Leah is not behind the desk. She is sitting in the lobby on that big, leather couch, watching the television. There’s a movie on. It’s Forrest Gump. I like that movie, and I’m sad for just a moment that I hadn’t found it on the television in my room.
She laughs when she sees me. “I thought you were going to sleep.”
“Too much on my mind,” I say.
“I get it,” she responds.
“I need some towels,” I tell her. “There aren’t any in my room.”
“No problem,” she says. She starts to move from the couch, to head behind the desk to the secret room where they keep the towels for safekeeping, but she catches the television screen out of the corner of her eye and stops. On the screen, little Jenny and little Forrest are kneeling in a cornfield. Jenny is asking Forrest to pray with her. Her prayer is short and succinct: “Dear God, make me a bird. So I can fly far. Far far away from here.” As Leah watches the movie, in a limbo state between getting up and staying seated, she mouths the words along with the film. The film moves on, and Leah snaps instantly out of her daze and rises from the couch to get my towels.
“Sorry. I like that part,” she says.
She disappears into a room behind the desk for a . . . well, for a beat . . . and then emerges with a stack of clean towels. She hands them to me. Our hands touch for the briefest of moments. I have the towels firmly in my grasp, but she isn’t letting go. It occurs to me that she is very pretty and I’m starting to feel awkward when she says, apropos of nothing, “He hit me once.”
I don’t know what to say.
“That’s why I don’t want his kids.”
I still don’t know what to say.
“I just feel bad,” she tells me. “I didn’t mean to make you sad.”
“I was already sad,” I say. “Nothing to do with you.”
Finally, she lets go of the towels.
She says “Have a good night” and I head back to my room.

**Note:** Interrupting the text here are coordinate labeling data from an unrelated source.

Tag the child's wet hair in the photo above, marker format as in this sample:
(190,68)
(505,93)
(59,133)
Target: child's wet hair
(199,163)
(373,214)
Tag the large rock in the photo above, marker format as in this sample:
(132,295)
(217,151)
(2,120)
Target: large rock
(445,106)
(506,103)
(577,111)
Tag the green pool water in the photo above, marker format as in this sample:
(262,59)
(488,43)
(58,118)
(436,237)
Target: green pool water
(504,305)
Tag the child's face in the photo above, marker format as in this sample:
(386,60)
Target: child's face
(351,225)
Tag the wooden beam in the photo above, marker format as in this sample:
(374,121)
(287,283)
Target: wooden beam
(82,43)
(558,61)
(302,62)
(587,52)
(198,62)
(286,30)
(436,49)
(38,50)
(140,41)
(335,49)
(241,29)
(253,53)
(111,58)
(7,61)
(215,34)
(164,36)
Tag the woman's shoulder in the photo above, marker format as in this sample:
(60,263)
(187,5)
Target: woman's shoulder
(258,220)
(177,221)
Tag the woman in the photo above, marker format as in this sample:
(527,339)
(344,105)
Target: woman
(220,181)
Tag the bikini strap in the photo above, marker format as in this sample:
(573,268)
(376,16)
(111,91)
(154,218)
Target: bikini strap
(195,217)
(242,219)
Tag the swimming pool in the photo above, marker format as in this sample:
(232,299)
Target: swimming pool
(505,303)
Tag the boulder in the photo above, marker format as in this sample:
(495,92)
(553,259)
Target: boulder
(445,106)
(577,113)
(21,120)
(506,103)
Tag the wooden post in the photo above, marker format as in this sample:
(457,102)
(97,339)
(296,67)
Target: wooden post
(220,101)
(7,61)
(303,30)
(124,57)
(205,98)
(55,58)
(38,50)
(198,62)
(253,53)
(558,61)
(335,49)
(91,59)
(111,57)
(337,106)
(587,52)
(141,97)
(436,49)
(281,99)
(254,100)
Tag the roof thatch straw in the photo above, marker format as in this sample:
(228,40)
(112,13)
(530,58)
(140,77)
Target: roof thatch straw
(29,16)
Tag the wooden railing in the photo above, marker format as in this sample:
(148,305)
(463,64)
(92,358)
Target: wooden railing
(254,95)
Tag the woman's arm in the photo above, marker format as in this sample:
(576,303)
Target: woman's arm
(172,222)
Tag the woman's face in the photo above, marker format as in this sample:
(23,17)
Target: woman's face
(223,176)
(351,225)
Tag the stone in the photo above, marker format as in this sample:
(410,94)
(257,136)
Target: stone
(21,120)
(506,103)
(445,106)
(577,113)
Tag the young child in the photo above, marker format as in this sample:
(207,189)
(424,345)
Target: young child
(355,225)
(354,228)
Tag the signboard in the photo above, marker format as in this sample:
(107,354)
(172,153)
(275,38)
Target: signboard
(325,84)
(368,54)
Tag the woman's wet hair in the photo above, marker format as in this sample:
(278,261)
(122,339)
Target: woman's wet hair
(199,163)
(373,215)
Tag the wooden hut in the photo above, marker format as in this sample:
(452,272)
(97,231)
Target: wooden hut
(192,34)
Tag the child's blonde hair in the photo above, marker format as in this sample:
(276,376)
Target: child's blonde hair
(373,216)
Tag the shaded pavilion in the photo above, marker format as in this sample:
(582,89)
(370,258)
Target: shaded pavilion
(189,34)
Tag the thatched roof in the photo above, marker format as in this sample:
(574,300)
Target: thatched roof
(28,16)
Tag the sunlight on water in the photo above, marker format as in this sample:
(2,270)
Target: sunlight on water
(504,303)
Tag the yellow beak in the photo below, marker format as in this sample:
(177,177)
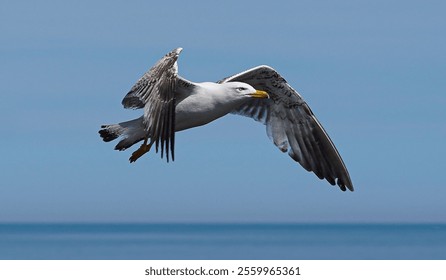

I shower. I write a little. I sleep for about an hour. At 7:30 or so, I gather my things and proceed to the lobby so that I can check out and head for home. There’s a continental breakfast in the lobby. A different desk clerk, but Leah is still there. She is in the room designated for breakfast, eating a bowl of cereal and reading a copy of USA Today. She has removed the button-up shirt that she wears for work. Currently, she wears a powder blue tank-top, and I am only slightly embarrassed to say I did not notice the night before how well-endowed she is. I certainly noticed it now. But what really catches my attention is her tattoo. The night before, I only saw the flock of birds peeking out of her sleeve, but now, without her arms covered, I can see that the flock of birds fades into a string of cursive text that extends up her arm toward her shoulder. It says: DEAR GOD, MAKE ME A BIRD . . .
I get myself a cup of coffee and prepare myself a bowl of cereal. I notice when I have finished that she has noticed that I am there. She flashes that smile. It’s a great smile. Twenty years later, I remember her smile. Her green, green eyes and that smitten-worthy dimpled smile.
I sit down at a separate table and begin to eat my breakfast. There’s a copy of the newspaper at the table where I’m sitting, perhaps an amenity provided by the hotel. I read the paper as I nutrate my body. I’m actively trying not to look to see if Leah is watching me. I’m so lonely and heartsick and broken and sad that I know I’d probably, given the chance, invite her to come back with me to Champaign. She could be my girlfriend. I would never hit her. I would tell her every day how pretty she is, and I would never intentionally make her cry. And I know, even to myself, how pathetic I sound right now, but in the end, it doesn’t matter, because when I look up, she’s gone.